TV & Radio

In defence of Stranger Things and the epic episode runtime

Runtime is relative. Turkish soap operas routinely push out two-hour episodes multiple times a week. The Indian police procedural CID once aired a single shot that lasted 111 minutes – an achievement memorialised in the Guinness Book of World Records. The series finale of MASH, perhaps the most beloved television programme of all time, clocked in at 121 minutes long. So the fact that the average length of a Stranger Things season four episode is 78 minutes is hardly unprecedented. But it is a gift.

Since the new season dropped at the end of last month, the grouchier corners of the internet have erupted over “ridiculous” runtimes. For comparison, the sci-fi show’s last season averaged episode runtimes of just under an hour, which means a single recent episode costs viewers about 20 extra minutes of their precious lives.

Does every series warrant episodes the length of a short feature film? Obviously not. That Stranger Things can command so much of its audience’s attention is a reflection of how central TV has become to the summer calendar. Nowadays, you can see a superhero movie any time of year. In fact, you can see one almost every time of year. But Stranger Things hasn’t dropped new episodes since 2019! The bodacious runtimes, like the series’ wild $30m (£24m) an episode budget, just solidify its status as a bona fide summer blockbuster.

From the beginning, Stranger Things vibrated on a wavelength once reserved for popcorn movies. There’s the anticipatory build-up fuelled by the slow leak of teasers and trailers. The seasons have premiered on dates you’d expect big, fun, spooky spectaculars to hit theatres, from Halloween weekend to Independence Day. The latest drop was pegged to Memorial Day in the US, the same day the Top Gun sequel made its way into the world. Which is to say, Stranger Things has always been an occasion. Considering episode one lasts 78 minutes, finding the perfect mood lighting and the right array of snacks is also its own appropriately giddy event.

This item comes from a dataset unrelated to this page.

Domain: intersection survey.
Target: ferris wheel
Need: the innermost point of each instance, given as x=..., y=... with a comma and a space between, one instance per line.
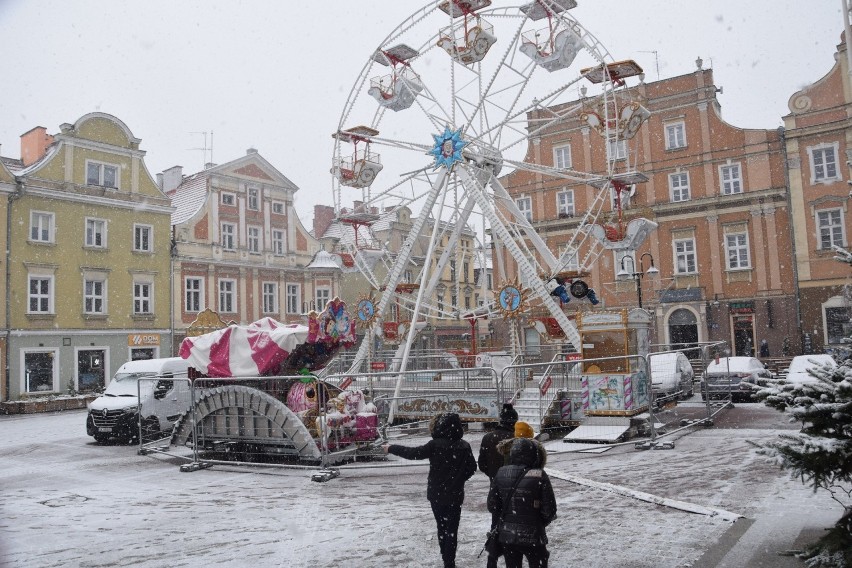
x=444, y=109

It’s worth noting that the more traditional structures – the 30-minute sitcom, the 60-minute drama – don’t represent some platonic ideal of episodic television. The regularised blocks made it easy for networks to build their line-ups. But even before streaming upset the equation, the best TV often fought its confines. Were there any words in terrestrial broadcasting more thrilling than “extra special double episode”? This rule-breaking concept gave us “Fun Run” – a classic from the US Office canon. It gave us Ross and Emily’s London wedding in Friends. Could Meredith have removed the bomb from that man’s chest cavity in a single hour on Grey’s Anatomy? Probably, but I’m not mad it took twice as long.

Tellingly, the double episode is the final form many of the most enduringly popular shows have ended up taking. The finales of MASH, Friends and the US Office, yes. But also ER, Seinfeld, Battlestar Galactica (a triple episode, technically), the two-and-a-half hour finish of Lost. It’s not simply that some stories take longer to tell, but that telling them longer reflects what they mean to people.

So what gets cuts in a leaner, meaner version of Stranger Things? By season four, the show’s world has ballooned with lovable characters, and they all need something to do. It was always going to veer in the direction of the unwieldy, but there’s no way Joyce’s loopy, heroic bid to save Hopper’s life – arguably the season’s wackiest storyline – ends up on the cutting room floor. The Duffer Brothers aren’t going to just leave Will and Mike chilling in a Lenora Hills split-level for seven episodes. What you lose when you trim a plot-driven show like Stranger Things are the moments that make it so charming: the Easter eggs and sunny montages, the lingering crawls through the Upside Down and the longshots of kids riding their bikes after curfew like something out of ET.

But those images, cribbed from cinematic references ranging from Sixteen Candles to A Nightmare on Elm Street, are essential to Stranger Things’ larger-than-telly appeal. It’s always strived to be a TV series in the key of the cheesiest “they don’t make ’em like they used to” Hollywood romps. And now the episodes have scale to match. The final episode of season four, which drops just in time for the 4th of July fireworks, is reportedly two-and-a-half hours long – the same as a Marvel movie or an episode of Lost. You won’t hear me complaining.